Cost: $2, $723 Remaining
Various Artists, Rock And Roll And Girls, Girls, Girls, Modern Sound 515, 1963
My other discount “various artists” find of the week was this compilation of knock off recordings, all covers of 1963 hits with female names in their titles. Unlike yesterday’s selection, this one is on the Modern Sounds label instead of the Hit Records label, but like yesterday’s selection, it was a Sam Phillips recording engineered by Billy Sherrill.
This production crew, in their down time from writing and producing American popular music classics, looked for cheap up and coming talent to re-record the hits of the day. The records were then sold at a discount to the real recordings, usually at non traditional outlets like drug stores or from the trunk of someone’s car.
Even though this record is in pretty bad shape, I’ve never seen it. Knowing the actual music so well, it’s jarring to hear the copies, noble efforts that they are. There’s not one the comes close to the feel of the original, and it’s hard to imagine these recordings being hits on their own. But they’re fun as hell to listen to!
Cost: $2, $776 Remaining
Various Artists, Current Hits Volume 7, Hit Records 1007, 1963
It’s funny what people do for money sometimes. Sam Phillips heard an unemployed truck driver named Elvis Presley and signed him to his Sun Record Company. Billy Sherrill was the country version of Phil Spector, and became a huge songwriter with tunes like Stand By Your Man and The Most Beautiful Girl In The World to his credit. But in 1963, despite all their incredible success, they oddly made this record.
There’s obviously not any artist credit, let alone pictures, but the back cover does have a hilarious write up of how hard the producers had to work to find a singer in Nashville Tennessee who could sing the Japanese lyrics of Sukiyaki. The actual Japanese singer they found refused, so one of their “contract singers” “came through with flying colors”. Having heard the results, I can honestly say that Kyu Sakamoto neededn’t have worried about the competition.

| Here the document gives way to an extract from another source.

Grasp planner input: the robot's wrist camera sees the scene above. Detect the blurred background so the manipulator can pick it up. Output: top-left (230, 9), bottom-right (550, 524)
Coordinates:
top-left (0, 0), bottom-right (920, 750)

No matter what they wrote in the liner notes, this record is just a compilation of the efforts of the Hit Records stable of unknowns who were signed by Sam Phillips to re-record the hits of the day cheaply and then hope to fool as many people as possible into buying their record instead of the actual hit record. The lower price these records sold for may have helped the sales, but oh, the disappointment when these actually listened to what they just bought.
Yes, they’re terrible records, but they’re very rare to find and funny to listen to. In fact, until I found a few a few of them in a clearance bin. I always buy Hit Records 45s, I treasure my version of Please Please Me by The Buggs, but I never knew they released albums.